1979 Thomas Cup Piala Thomas 1979

Tournament details
- Dates: 24 May – 2 June 1979
- Edition: 11th
- Level: International
- Nations: 5
- Venue: Istora Senayan
- Location: Jakarta, Indonesia

= 1979 Thomas Cup =

The 1979 Thomas Cup was the 11th edition of the Thomas Cup competition, the world championship of men's international team badminton. The final rounds contested by qualifying zone winners and defending champions Indonesia were held at the Istora Senayan in Jakarta, Indonesia in late May and early June. First played in 1948–49, the Thomas Cup competition was held every three years until 1982, and since then has been held every two years.

Indonesia won its seventh title after beating Denmark in the final round.

==Qualification==

21 teams from 4 regions took part in the competition. As defending champion, Indonesia skipped the Qualifications and the first round, and played directly in the second round (semifinal) of the Inter-Zone Ties.

| Means of qualification | Date | Venue | Slot | Qualified teams |
|---|---|---|---|---|
| 1976 Thomas Cup | 25 May – 5 June 1976 | Bangkok | 1 | Indonesia |
| Asian Zone | 24–25 February 1979 | Kuala Lumpur | 1 | India |
| American Zone | 13 January 1979 – 28 February 1979 | Lima Ottawa | 1 | Canada |
| European Zone | 19 October 1978 – 18 February 1979 | Brussels Carlisle Haarlem Heerlen Oslo Sunderland Umeå | 1 | Denmark |
| Australasian Zone | 27 August – 24 September 1978 | Invercargill Perth | 1 | Japan |
| Total |  |  | 5 |  |

Political disputes played a significant role in the 1978–1979 Thomas Cup series. Though the People's Republic of China had been producing players of astonishing ability since the mid-1960s, its entry into the International Badminton Federation (now the Badminton World Federation) had been delayed for years over the Taiwan issue. In 1978 the PRC took the step of fostering a rival international badminton organization and running its own version of a world championship (for individual players) in 1979.

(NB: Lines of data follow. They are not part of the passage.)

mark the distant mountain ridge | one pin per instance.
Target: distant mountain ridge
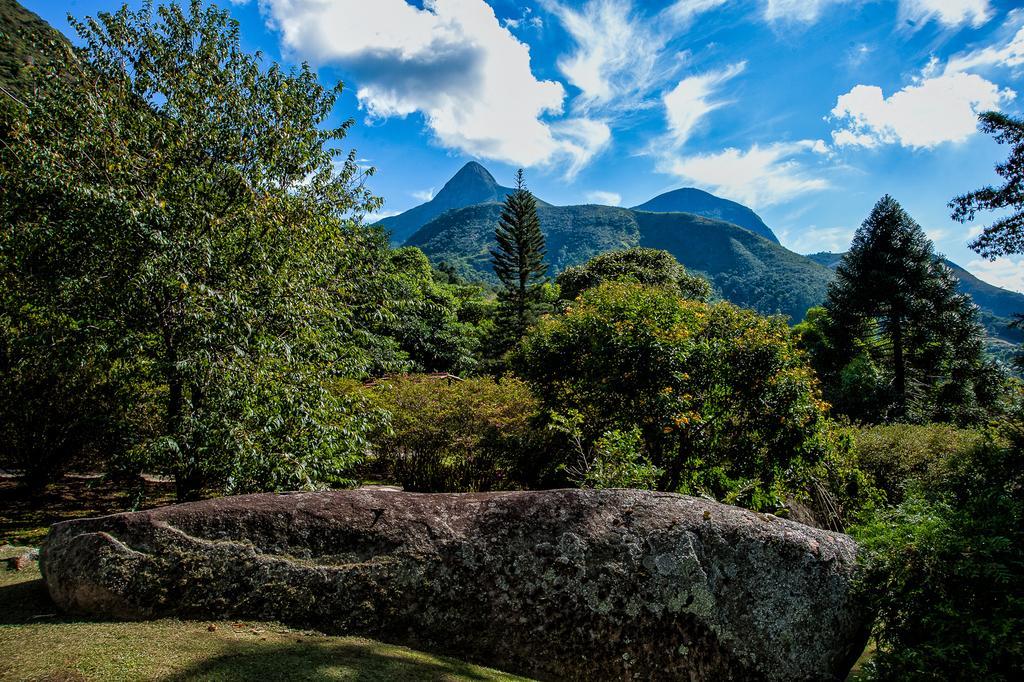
(724, 241)
(997, 304)
(743, 267)
(474, 184)
(698, 202)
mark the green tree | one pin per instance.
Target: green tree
(944, 569)
(518, 262)
(722, 397)
(894, 305)
(177, 216)
(1006, 236)
(451, 435)
(647, 266)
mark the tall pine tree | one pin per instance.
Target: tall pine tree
(1006, 236)
(894, 306)
(518, 262)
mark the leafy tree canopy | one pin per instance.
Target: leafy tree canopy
(722, 397)
(647, 266)
(181, 224)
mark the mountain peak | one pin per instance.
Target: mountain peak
(698, 202)
(472, 180)
(472, 184)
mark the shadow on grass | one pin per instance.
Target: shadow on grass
(26, 601)
(316, 661)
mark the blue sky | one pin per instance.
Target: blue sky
(807, 111)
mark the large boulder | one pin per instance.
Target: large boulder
(557, 584)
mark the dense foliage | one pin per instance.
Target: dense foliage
(176, 259)
(895, 340)
(725, 405)
(451, 435)
(646, 266)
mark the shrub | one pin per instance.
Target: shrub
(646, 266)
(615, 460)
(900, 455)
(945, 570)
(723, 399)
(450, 435)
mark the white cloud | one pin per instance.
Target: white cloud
(952, 13)
(452, 61)
(621, 54)
(942, 109)
(684, 11)
(604, 198)
(689, 101)
(1006, 272)
(805, 11)
(616, 52)
(762, 175)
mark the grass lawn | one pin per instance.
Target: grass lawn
(39, 644)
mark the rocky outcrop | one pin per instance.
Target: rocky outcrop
(556, 585)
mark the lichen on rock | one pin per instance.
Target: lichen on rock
(554, 584)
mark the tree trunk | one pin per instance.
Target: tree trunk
(899, 369)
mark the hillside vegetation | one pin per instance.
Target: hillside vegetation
(743, 267)
(697, 202)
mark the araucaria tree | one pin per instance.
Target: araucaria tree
(518, 262)
(894, 316)
(1006, 236)
(178, 231)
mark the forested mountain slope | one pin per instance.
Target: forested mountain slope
(744, 267)
(690, 200)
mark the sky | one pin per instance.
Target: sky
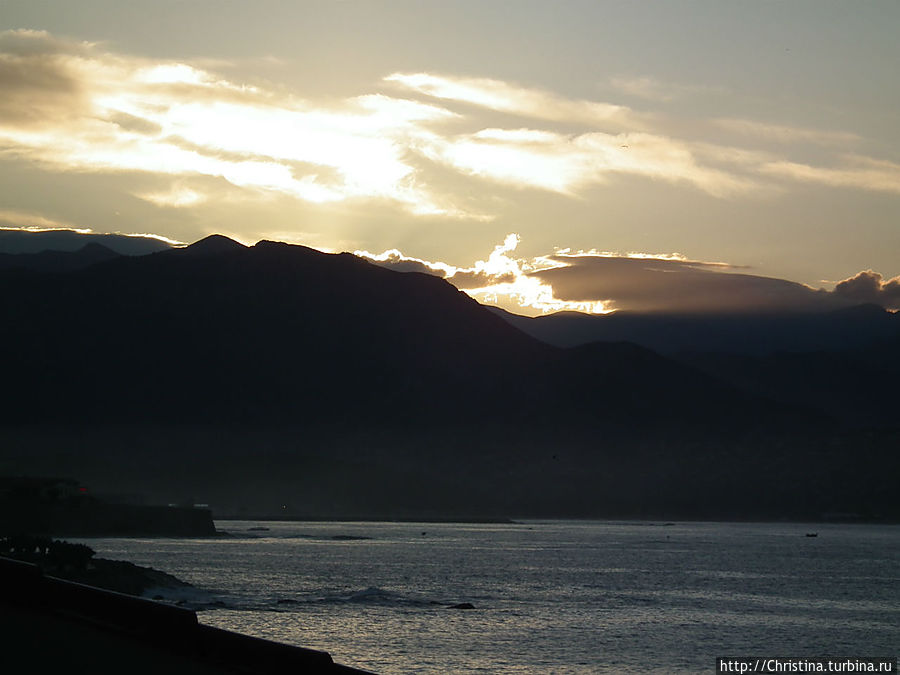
(542, 156)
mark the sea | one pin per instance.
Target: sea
(541, 596)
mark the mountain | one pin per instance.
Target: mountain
(27, 241)
(737, 333)
(841, 362)
(280, 379)
(57, 261)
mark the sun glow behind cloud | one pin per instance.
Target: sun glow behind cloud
(501, 280)
(71, 106)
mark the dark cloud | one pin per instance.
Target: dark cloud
(36, 82)
(870, 287)
(652, 285)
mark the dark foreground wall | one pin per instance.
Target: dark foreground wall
(54, 626)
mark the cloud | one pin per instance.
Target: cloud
(69, 106)
(787, 134)
(660, 283)
(870, 287)
(13, 219)
(73, 107)
(517, 100)
(528, 158)
(672, 286)
(500, 280)
(860, 172)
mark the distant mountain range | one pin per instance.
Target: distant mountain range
(276, 378)
(25, 241)
(842, 362)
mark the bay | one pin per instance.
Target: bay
(546, 596)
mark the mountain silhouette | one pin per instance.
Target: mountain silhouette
(751, 333)
(57, 261)
(26, 241)
(279, 379)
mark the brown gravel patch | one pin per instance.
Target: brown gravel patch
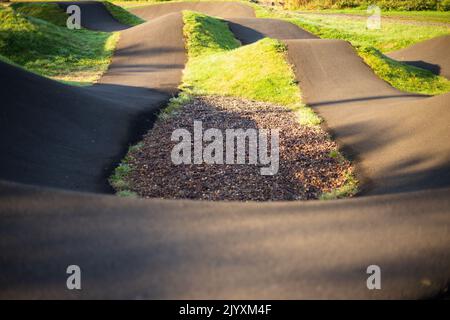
(306, 168)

The Asian zone all but disappeared in the political upheaval, as four national teams, including traditionally strong Thailand, either withdrew or were scratched from the competition. This left only India to visit Malaysia in a replay of their 1976 tie (team match), which Malaysia had won after trailing 1-4. Those young Malaysians had gone on to reach the tournament final but none had since developed into true world-class stars. Thus India, on the strength of three wins by Prakash Padukone, was able to avenge its 1976 loss in another extremely close contest (5-4) and win the Asian zone for the first time since 1955.

Competing in the Australasian zone for the first time since the 1966-1967 series, Japan encountered strong opposition from host New Zealand but survived 5-4. It was Richard Purser's sixth Thomas Cup campaign for the Kiwis. The Japanese then went on to shut out Australia in the zone final, despite some close matches.

In the European Zone, England could not take advantage of a fine performance by Ray Stevens (winning only matches where he participated), and went down to Sweden 3-6. The Swedes, however, were beaten in the final for the fourth consecutive time by Denmark 2-7. It was the last of five occasions in which Denmark's Svend Pri and Sweden's Sture Johnsson played on opposite sides of a Thomas Cup tie, though they did not play directly against each other this time. Young Morten Frost for Denmark and Thomas Kihlstrom for Sweden were the leading performers in the contest.

The fallout over these developments reached into the Pan American zone of Thomas Cup which Taiwan (Republic of China) had entered. Drawing Mexico, Taiwan agreed to drop out of the competition when the Mexican Association protested against its entry. Mexico then defaulted the zone final to Canada which, effectively, won the zone by squeezing past the USA in the semifinal 5-4. In nine Thomas Cup meetings between Canada and the United States it was the first time in which no player over 30 participated in the tie.

==Knockout stage==

The following teams, shown by region, qualified for the 1979 Thomas Cup. Defending champion and host Indonesia automatically qualified to defend their title.

=== Final ===
Though probably not anticipated at the time, this was the final Thomas Cup appearance of the great Indonesian doubles team of Tjun Tjun and Johan Wahjudi, Tjun Tjun being unbeaten in three campaigns which included an appearance in singles. His equally illustrious contemporary, Christian Hadinata, would play in three more series (through 1986) and lose only one match in his Thomas Cup career. Hartono would play in one more series (1981-1982), the first in which Indonesia's great rival China would finally compete. As for Svend Pri, this was his final Thomas Cup tie and the only one in which he failed to win at least one match.